Display words per minute

(defvar my-live-speech-wpm-window-seconds 15 "How many seconds to calculate WPM for.")
(defvar my-live-speech-recent-words nil "Words spoken in `my-live-speech-wpm-window-minutes'.")
(defvar my-live-speech-wpm nil "Current WPM.")
(defvar my-live-speech-wpm-colors  ; haven't figured out how to make these work yet
  '((180 :foreground "red")
    (170 :foreground "yellow")
    (160 :foreground "green")))
(defvar my-live-speech-wpm-string nil "Add this somewhere in `mode-line-format'.")
(defun my-live-speech-wpm-string ()
  (propertize
   (format "%d WPM " my-live-speech-wpm)
   'face
   (cdr (seq-find (lambda (row) (> my-live-speech-wpm (car row))) my-live-speech-wpm-colors))))

(defun my-live-speech-display-wpm (recognition-results)
  (let-alist recognition-results
    (when .words
      ;; calculate WPM
      (setq my-live-speech-recent-words
            (append my-live-speech-recent-words .words nil))
      (let ((threshold (- (assoc-default 'end (aref .words (1- (length .words))))
                          my-live-speech-wpm-window-seconds)))
        (setq my-live-speech-recent-words
              (seq-filter
               (lambda (o)
                 (>= (assoc-default 'start o)
                     threshold))
               my-live-speech-recent-words))
        (setq my-live-speech-wpm
              (/
               (length my-live-speech-recent-words)
               (/ (- (assoc-default 'end (aref .words (1- (length .words))))
                     (assoc-default 'start (car my-live-speech-recent-words)))
                  60.0)))
        (setq my-live-speech-wpm-string (my-live-speech-wpm-string))))))

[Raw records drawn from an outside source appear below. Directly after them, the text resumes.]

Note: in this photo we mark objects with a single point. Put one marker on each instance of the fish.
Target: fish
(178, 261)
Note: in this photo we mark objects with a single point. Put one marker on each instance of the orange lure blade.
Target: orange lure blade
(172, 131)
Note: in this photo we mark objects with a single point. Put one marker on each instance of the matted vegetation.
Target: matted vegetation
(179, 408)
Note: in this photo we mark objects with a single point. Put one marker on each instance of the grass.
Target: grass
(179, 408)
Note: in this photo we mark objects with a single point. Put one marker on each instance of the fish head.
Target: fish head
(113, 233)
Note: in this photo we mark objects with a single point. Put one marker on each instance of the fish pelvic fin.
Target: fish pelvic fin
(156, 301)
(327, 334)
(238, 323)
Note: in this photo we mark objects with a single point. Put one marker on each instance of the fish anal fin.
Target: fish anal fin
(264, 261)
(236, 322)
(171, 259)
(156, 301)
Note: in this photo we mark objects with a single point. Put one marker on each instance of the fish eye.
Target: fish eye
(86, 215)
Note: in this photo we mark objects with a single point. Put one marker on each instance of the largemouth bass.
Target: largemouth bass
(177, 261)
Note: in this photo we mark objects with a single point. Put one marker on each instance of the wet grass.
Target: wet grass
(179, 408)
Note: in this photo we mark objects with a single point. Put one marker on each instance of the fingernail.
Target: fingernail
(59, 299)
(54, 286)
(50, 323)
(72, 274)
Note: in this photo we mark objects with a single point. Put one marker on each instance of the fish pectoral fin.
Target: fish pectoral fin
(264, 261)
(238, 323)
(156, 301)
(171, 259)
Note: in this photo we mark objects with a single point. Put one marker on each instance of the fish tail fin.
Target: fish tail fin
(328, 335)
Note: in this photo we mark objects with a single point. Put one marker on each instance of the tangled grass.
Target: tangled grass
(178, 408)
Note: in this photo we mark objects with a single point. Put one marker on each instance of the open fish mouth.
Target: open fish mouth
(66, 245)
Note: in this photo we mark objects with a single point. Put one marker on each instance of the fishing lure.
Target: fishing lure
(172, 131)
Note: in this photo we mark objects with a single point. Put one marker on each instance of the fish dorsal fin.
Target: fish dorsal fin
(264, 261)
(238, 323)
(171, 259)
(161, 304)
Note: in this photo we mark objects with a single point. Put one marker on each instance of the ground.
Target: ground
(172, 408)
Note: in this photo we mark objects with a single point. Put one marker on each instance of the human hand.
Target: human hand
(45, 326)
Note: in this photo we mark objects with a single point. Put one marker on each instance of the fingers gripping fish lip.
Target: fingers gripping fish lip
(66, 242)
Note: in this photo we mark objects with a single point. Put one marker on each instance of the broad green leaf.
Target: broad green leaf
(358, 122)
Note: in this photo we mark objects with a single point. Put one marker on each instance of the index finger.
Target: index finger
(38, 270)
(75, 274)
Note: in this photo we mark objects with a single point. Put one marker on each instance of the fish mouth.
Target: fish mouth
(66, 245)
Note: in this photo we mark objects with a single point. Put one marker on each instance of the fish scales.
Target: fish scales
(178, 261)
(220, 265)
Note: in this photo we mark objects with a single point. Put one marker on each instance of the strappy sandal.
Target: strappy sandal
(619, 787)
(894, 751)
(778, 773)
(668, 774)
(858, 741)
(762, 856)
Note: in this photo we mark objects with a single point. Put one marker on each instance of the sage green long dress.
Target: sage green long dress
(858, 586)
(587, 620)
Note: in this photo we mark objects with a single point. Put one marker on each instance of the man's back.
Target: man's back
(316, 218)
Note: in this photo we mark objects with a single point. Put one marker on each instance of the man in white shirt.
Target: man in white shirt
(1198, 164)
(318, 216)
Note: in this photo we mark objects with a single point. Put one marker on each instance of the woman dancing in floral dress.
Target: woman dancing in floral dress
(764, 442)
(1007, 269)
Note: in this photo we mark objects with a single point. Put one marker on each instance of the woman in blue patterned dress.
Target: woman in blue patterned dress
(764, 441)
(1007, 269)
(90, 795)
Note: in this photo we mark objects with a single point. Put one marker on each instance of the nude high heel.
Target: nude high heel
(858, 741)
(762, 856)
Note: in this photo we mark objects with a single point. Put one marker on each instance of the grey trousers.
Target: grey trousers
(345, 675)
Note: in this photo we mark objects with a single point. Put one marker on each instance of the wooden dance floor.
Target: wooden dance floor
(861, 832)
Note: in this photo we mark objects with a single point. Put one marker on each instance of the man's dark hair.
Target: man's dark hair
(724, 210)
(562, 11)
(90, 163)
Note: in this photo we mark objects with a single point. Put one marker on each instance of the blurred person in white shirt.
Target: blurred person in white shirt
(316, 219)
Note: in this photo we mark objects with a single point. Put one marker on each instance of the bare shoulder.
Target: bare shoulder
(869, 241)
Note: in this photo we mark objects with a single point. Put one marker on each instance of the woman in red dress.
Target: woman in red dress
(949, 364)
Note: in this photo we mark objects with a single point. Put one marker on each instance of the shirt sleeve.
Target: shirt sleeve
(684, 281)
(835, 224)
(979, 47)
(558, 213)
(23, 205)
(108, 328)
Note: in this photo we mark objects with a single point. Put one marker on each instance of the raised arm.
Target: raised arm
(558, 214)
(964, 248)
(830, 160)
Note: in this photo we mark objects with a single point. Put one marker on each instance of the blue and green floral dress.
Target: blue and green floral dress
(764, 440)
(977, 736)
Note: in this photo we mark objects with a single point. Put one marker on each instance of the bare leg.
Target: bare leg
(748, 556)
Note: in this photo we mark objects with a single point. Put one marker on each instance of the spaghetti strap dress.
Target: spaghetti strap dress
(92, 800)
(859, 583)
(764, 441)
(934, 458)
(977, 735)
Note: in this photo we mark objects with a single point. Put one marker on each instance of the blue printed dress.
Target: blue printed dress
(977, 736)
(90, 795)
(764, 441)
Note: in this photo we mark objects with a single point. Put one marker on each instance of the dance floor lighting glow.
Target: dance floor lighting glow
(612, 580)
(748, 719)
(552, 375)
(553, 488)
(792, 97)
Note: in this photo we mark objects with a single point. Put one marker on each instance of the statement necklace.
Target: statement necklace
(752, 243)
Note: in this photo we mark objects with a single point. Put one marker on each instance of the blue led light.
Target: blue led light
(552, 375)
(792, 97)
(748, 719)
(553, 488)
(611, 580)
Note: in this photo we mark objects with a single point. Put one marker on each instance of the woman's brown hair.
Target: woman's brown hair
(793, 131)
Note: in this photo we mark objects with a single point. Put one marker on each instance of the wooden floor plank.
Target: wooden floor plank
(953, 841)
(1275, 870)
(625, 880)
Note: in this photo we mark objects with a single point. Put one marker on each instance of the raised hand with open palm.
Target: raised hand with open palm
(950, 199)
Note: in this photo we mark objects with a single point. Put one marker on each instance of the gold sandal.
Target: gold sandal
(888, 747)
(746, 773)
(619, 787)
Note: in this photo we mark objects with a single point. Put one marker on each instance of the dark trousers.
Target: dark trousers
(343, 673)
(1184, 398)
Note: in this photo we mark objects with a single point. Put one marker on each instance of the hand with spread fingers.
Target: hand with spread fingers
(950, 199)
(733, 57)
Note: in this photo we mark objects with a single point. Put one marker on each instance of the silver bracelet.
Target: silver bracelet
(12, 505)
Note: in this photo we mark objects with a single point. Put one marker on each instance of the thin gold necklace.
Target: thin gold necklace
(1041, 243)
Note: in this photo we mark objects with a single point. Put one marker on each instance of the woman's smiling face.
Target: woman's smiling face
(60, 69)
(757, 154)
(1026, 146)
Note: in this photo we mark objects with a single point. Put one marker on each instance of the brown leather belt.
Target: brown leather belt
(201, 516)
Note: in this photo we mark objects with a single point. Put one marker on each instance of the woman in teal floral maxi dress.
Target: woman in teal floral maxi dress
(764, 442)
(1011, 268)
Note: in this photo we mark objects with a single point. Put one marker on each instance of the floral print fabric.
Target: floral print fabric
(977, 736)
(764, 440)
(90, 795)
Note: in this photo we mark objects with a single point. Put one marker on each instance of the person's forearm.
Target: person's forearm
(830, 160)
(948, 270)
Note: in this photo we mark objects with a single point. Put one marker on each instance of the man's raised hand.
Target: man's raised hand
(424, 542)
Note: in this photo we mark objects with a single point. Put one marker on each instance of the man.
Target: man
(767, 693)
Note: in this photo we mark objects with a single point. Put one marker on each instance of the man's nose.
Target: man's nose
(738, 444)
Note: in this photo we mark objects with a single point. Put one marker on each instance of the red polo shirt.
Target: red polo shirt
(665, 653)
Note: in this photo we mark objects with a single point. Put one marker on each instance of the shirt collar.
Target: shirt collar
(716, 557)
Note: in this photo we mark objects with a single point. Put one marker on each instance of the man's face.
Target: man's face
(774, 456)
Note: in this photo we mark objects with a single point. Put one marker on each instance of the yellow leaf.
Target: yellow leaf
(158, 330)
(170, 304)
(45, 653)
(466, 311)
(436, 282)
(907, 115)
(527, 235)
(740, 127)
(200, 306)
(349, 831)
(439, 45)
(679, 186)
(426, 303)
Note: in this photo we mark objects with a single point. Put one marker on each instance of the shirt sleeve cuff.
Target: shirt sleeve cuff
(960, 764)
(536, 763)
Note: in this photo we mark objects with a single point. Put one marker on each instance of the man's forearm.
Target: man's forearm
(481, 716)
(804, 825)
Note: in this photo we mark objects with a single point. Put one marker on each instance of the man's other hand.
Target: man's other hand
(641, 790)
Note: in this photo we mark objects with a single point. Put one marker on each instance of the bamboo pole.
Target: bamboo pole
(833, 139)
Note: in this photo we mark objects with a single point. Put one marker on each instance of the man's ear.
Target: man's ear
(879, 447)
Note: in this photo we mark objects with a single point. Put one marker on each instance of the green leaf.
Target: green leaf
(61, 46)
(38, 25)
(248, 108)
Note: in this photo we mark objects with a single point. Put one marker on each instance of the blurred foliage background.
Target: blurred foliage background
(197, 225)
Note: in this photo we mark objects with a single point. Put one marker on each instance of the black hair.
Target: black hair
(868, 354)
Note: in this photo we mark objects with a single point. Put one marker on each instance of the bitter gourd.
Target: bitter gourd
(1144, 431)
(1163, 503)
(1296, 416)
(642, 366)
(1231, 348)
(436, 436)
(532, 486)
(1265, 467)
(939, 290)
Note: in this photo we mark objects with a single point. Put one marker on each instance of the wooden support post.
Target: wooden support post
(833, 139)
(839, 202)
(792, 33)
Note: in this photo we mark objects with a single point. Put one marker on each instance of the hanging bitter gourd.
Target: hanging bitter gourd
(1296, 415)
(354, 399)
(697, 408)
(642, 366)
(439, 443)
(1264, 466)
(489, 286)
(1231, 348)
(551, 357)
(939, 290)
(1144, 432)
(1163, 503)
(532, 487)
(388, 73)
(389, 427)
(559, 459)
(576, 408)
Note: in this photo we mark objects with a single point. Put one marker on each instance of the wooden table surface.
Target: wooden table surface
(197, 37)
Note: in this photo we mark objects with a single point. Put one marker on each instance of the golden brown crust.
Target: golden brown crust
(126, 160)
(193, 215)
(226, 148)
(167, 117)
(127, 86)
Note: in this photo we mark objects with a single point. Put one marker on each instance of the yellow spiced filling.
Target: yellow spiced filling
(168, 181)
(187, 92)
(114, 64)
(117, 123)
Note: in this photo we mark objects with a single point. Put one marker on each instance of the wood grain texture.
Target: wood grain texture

Append to EmacsConf Etherpad

(defvar my-live-speech-etherpad-id nil)
(defun my-live-speech-append-to-etherpad (recognition-results)
  (when my-live-speech-etherpad-id
    (emacsconf-pad-append-text my-live-speech-etherpad-id (concat " " (assoc-default 'transcript recognition-results)))))
This is part of my Emacs configuration.